Por P. Fernando Pascual
Cuando llegamos a un lugar nuevo, o cuando tenemos un momento especial en la propia vida, es hermoso sentir cómo otros nos acogen, nos apoyan, nos permiten sentirnos casi en casa.
Si es bello ser acogidos, también lo es aprender a recibir a otros en la propia vida, hasta dejarles entrar en nuestro tiempo, incluso en nuestros planes personales.
No resulta fácil ser acogido o acoger cuando existen diferencias importantes en los modos de pensar o de vivir, o incluso prejuicios que obstaculizan una convivencia serena.
Pero si el corazón se abre al otro, si descubrimos en él a un hermano que comparte la misma naturaleza humana y existe gracias al mismo Amor de Dios, entonces la acogida empieza a resultar posible.
El Papa Francisco lo explica de diversas maneras en sus discursos y homilías, y de un modo más concreto en la encíclica publicada el año 2020 con el título “Fratelli tutti”. Allí podemos leer, por ejemplo, estas líneas:
“El amor nos pone finalmente en tensión hacia la comunión universal. Nadie madura ni alcanza su plenitud aislándose. Por su propia dinámica, el amor reclama una creciente apertura, mayor capacidad de acoger a otros, en una aventura nunca acabada que integra todas las periferias hacia un pleno sentido de pertenencia mutua. Jesús nos decía: Todos ustedes son hermanos (Mt 23,8)” (Fratelli tutti, n. 95).
Abrirnos desde el amor hace que encontremos tiempo y energías para que el otro sienta cómo su existencia resulta bella, cómo su historia entra en contacto con la nuestra, cómo construimos una fraternidad respetuosa y fecunda.
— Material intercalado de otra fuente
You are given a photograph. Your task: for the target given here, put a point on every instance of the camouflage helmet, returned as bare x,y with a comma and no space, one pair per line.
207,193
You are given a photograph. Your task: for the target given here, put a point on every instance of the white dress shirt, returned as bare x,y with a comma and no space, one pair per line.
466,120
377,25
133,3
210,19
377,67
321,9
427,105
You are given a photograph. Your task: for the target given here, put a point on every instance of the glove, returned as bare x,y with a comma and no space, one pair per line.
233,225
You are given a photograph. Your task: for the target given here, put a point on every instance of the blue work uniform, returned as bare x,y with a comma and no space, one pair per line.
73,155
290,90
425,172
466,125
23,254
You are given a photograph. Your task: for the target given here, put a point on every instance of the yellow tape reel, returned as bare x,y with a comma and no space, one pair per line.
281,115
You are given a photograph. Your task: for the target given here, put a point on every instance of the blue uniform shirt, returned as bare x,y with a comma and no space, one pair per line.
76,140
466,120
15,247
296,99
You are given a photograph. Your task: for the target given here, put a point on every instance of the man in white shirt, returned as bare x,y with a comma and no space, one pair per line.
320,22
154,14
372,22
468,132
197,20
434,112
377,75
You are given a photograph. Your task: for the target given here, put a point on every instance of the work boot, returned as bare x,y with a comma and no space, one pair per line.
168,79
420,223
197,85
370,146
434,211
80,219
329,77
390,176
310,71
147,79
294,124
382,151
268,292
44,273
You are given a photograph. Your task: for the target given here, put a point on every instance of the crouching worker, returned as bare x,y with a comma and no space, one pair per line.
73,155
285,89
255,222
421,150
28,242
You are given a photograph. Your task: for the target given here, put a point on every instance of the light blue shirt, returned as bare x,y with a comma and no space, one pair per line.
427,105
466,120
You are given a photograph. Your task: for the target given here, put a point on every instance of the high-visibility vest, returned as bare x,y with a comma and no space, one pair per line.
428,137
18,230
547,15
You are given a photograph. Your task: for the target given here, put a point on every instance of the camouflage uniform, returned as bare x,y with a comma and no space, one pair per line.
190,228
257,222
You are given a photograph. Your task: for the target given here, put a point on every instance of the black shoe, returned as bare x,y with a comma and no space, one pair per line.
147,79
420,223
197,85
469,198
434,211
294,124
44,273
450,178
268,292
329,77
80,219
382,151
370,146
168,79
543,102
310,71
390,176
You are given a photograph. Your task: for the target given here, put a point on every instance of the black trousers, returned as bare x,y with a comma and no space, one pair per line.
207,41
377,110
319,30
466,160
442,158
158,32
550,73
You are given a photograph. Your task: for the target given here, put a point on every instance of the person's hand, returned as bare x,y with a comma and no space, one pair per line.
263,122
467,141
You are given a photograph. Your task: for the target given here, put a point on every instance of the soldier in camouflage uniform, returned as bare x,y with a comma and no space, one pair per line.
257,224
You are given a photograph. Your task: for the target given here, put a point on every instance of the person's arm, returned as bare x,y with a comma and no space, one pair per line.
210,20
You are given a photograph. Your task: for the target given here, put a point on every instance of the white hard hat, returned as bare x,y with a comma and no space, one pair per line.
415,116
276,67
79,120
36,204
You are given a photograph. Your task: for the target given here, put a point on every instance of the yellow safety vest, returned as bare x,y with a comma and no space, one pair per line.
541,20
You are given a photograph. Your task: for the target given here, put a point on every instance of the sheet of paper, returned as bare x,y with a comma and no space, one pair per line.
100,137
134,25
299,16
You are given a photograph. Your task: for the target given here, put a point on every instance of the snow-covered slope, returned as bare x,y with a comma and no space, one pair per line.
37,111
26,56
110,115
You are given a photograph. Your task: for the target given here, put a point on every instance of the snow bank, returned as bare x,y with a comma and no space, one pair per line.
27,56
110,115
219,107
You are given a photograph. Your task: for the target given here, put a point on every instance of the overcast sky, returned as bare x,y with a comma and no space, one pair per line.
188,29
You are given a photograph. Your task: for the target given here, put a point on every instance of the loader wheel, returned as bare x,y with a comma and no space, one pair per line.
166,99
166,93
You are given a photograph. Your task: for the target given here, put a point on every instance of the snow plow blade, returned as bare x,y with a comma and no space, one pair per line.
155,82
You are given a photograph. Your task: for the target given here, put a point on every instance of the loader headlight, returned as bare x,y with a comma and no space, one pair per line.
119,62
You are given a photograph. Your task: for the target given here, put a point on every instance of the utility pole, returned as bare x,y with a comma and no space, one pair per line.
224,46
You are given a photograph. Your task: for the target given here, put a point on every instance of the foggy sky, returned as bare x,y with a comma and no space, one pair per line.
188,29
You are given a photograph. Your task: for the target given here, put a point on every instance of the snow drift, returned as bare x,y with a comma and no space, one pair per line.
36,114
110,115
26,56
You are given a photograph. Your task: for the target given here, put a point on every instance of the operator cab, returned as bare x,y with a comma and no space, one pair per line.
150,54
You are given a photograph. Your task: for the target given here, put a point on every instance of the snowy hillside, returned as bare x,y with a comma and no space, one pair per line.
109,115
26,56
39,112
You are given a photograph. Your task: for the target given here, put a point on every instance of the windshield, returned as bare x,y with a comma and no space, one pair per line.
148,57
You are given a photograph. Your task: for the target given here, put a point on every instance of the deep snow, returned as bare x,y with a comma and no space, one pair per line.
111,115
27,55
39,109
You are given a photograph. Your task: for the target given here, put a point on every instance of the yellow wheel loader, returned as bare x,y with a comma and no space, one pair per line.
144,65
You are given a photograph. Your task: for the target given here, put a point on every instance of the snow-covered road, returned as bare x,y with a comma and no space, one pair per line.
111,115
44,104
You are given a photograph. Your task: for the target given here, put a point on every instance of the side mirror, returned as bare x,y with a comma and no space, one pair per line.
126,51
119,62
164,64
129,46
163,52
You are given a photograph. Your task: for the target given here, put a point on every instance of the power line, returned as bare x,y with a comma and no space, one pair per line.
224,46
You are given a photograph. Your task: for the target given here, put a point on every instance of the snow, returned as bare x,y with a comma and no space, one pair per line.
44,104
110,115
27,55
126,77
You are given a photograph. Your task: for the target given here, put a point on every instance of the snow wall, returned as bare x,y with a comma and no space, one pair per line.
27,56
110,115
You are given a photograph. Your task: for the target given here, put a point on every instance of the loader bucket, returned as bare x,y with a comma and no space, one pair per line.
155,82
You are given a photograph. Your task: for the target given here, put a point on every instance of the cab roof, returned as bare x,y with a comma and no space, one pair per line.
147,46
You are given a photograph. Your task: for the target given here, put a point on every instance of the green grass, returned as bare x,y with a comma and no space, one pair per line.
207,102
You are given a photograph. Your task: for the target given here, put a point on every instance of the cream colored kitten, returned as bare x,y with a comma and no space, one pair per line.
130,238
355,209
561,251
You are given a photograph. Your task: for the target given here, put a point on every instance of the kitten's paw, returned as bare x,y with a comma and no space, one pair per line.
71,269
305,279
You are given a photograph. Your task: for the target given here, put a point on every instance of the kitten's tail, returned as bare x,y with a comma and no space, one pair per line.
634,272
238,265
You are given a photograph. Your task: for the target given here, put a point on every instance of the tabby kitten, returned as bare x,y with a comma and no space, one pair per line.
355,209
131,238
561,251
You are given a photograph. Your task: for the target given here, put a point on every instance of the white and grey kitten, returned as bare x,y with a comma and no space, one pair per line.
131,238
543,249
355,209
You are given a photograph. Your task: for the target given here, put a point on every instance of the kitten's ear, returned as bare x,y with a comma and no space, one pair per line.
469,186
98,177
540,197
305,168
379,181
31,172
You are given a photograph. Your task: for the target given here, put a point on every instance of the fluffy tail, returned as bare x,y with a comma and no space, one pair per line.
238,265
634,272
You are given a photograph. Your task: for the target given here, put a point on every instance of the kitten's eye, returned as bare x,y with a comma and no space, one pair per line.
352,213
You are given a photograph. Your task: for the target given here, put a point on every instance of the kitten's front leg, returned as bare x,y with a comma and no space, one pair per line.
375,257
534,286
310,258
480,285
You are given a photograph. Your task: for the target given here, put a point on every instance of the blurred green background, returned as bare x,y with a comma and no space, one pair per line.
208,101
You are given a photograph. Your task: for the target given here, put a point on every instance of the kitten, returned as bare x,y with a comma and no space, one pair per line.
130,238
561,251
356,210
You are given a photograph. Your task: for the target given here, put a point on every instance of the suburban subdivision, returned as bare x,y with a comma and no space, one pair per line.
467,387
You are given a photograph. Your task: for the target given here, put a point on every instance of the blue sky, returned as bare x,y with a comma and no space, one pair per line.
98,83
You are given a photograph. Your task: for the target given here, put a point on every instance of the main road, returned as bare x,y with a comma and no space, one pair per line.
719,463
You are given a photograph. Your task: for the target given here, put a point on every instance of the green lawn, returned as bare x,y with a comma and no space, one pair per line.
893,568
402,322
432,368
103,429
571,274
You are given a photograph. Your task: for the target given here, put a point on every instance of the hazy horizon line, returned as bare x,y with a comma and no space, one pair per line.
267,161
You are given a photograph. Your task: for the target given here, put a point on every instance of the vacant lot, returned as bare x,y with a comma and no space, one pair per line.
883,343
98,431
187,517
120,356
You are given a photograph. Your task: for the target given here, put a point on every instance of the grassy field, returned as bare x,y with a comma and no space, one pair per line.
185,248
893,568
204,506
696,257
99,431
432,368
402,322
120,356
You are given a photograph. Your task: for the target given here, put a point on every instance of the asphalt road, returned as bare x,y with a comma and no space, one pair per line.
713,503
La belleza de la acogida surge, por lo tanto, desde un modo de pensar y de vivir que nos recuerda esa verdad tan maravillosa que nos comunicó Cristo: tenemos un Padre común en los cielos.
Desde esa verdad, y con la ayuda de la gracia, podemos vivir ya en la tierra como hermanos que caminan juntos hacia el encuentro eterno con Dios que es, necesitamos recordarlo siempre, Amor.